The Missing Metric in Software Testing: Spec Coverage
By Ben Houston, 2025-04-27
For decades, we’ve measured test quality by how much code it touches. If a line of code runs during a test, we say it’s “covered.”
But as we shift toward intent-based programming -- where code is generated from declarative specifications -- this model breaks down. Why?
Because we no longer care how much of the code was exercised. We care how much of the intent was verified.
Enter: Spec Coverage.
What Is Spec Coverage?
Spec Coverage measures the percentage of declared application intent that has been verified by tests.
It’s not about lines of code. It’s about purpose.
# Example intent spec feature: user-authentication intent: - Users must log in with email/password - Passwords must meet complexity rules - Sessions expire after 24 hours - All endpoints require authentication
A test suite has spec coverage if it verifies each of these declared behaviors -- regardless of how the underlying code is structured.
Toward a Two-Phase Testing Process
Intent-based programming already separates specification from code generation. We should do the same for tests.
Here’s the improved workflow:
Phase 1: Generate a Declarative Test Plan
From the application spec, we generate a test plan in YAML. Each test case references an intent item and includes a human-readable description:
testPlan: - id: auth-001 specRef: user-authentication/0 description: 'Verify users can log in with valid email and password' - id: auth-002 specRef: user-authentication/1 description: 'Reject passwords that fail complexity rules' - id: auth-003 specRef: user-authentication/2 description: 'Ensure session expires after 24 hours of inactivity'
These test plans are durable, portable, and reviewable -- even before code exists. They’re the source of testing truth.
Phase 2: Generate Test Code from the Plan
The second step generates implementation code for each test case, ensuring that the test suite maps back to explicit intent:
// test/auth-001.test.ts // linked to spec: user-authentication/0 it('auth-001: users can log in with valid email and password', async () => { const res = await login({ email: 'test@example.com', password: 'StrongPass123!' }); expect(res.status).toBe(200); });
You now have a full trace:
Intent → Test Plan → Test Code → System Verification
Benefits of the Two-Stage Model
- Declarative Traceability: Each test links back to its originating spec item, creating a provable audit trail.
- Human-in-the-Loop Planning: Test plans are editable before code is generated, allowing engineers, QA, and even product managers to verify correctness.
- Easy Regeneration: Changing the spec only regenerates affected test plans and implementations. No brittle coupling to source code.
- LLM-Friendly: Language models can more easily generate test code when given clear, structured test plans as intermediate artifacts.
Rethinking Coverage
Under this model, we can define Spec Coverage like this:
specCoverage: totalSpecItems: 12 totalTestPlanItems: 10 totalTested: 9 gaps: - specItem: user-authentication/1 reason: no test yet
Forget whether a line of code was hit. Ask instead: Was each intent validated?
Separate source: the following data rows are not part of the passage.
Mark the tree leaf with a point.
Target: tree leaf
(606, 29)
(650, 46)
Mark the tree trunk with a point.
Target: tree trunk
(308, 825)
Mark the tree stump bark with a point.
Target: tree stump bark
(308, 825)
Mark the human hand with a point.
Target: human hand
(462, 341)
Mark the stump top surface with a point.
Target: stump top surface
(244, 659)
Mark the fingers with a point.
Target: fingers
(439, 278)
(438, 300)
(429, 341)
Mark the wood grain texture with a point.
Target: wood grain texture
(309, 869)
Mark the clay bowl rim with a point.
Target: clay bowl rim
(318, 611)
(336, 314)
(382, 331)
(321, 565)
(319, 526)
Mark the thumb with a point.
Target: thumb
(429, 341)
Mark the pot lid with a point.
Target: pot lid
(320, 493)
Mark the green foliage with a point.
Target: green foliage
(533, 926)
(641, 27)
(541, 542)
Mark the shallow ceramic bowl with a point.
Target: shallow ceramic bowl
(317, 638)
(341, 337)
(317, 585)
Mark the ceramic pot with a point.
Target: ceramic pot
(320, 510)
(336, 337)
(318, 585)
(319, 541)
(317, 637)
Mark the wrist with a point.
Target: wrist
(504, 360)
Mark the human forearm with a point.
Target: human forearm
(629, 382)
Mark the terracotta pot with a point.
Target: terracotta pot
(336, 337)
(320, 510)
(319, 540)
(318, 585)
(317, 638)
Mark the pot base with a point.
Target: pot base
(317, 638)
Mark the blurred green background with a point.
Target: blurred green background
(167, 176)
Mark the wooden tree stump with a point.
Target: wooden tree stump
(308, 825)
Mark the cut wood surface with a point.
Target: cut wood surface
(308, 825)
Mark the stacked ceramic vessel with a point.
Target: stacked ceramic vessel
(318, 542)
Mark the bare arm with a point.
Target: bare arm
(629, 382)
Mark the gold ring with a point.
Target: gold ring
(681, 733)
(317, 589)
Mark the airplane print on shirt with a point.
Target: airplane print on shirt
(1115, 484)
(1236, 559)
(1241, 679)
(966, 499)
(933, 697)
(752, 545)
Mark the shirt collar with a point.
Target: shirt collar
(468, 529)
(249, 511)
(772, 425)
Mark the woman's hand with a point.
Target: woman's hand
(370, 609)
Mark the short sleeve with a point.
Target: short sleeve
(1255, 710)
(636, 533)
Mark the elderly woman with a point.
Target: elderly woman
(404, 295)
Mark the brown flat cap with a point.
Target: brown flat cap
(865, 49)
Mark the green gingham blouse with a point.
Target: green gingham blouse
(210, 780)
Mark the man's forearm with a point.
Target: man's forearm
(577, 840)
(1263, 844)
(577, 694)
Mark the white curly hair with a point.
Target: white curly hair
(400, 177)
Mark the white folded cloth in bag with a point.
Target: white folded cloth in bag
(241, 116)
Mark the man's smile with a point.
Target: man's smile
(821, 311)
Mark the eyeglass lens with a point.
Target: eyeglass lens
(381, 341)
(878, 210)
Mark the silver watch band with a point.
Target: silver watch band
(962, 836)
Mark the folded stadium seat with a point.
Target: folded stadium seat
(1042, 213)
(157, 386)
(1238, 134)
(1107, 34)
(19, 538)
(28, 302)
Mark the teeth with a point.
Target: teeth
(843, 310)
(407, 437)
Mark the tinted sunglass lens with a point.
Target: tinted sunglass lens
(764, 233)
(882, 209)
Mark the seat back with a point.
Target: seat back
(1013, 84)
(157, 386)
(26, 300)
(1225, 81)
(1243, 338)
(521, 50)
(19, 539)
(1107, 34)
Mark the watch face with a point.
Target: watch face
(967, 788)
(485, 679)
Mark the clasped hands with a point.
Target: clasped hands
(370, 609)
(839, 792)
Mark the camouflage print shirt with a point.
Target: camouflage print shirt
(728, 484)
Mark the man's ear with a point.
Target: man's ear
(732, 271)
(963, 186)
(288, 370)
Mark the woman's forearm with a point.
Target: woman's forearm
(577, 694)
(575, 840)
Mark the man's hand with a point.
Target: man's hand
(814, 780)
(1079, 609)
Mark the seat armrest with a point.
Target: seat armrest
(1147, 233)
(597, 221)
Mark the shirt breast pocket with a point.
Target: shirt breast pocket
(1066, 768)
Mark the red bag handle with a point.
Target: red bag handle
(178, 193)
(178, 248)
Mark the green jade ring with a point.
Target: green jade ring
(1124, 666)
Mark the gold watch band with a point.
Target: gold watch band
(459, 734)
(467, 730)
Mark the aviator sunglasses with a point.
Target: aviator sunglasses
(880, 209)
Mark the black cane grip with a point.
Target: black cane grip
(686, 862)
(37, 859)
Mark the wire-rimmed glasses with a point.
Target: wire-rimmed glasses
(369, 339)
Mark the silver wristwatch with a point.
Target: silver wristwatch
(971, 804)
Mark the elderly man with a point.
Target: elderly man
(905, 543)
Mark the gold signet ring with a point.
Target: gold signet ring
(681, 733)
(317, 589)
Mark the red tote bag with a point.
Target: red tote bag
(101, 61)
This is especially critical in AI-generated systems where:
- Implementation is a black box
- Code can be re-rendered anytime
- Intent must be the invariant
Why Code Coverage Becomes a Liability
Relying on line-level code coverage in this new world is like checking whether your compiler touched every register. It’s irrelevant.
What you really want to know is:
Did we test everything we said this system is supposed to do?
That’s spec coverage.
The Future of Test Suites
This two-phase model transforms test suites into spec executors:
- Specs define what the system should do.
- Test plans enumerate the validations.
- Test code operationalizes each test.
- Spec coverage becomes the go-to metric.
We’re moving from “did the code run?” to “did the system fulfill its intent?”
Final Thoughts
Spec-first code generation changes how we write applications. Spec-first test generation will change how we verify them.
By separating test planning from test implementation, and anchoring everything in declarative specs, we unlock a more robust, traceable, and efficient way to test software.
Spec Coverage isn’t just a better metric -- it’s a better model.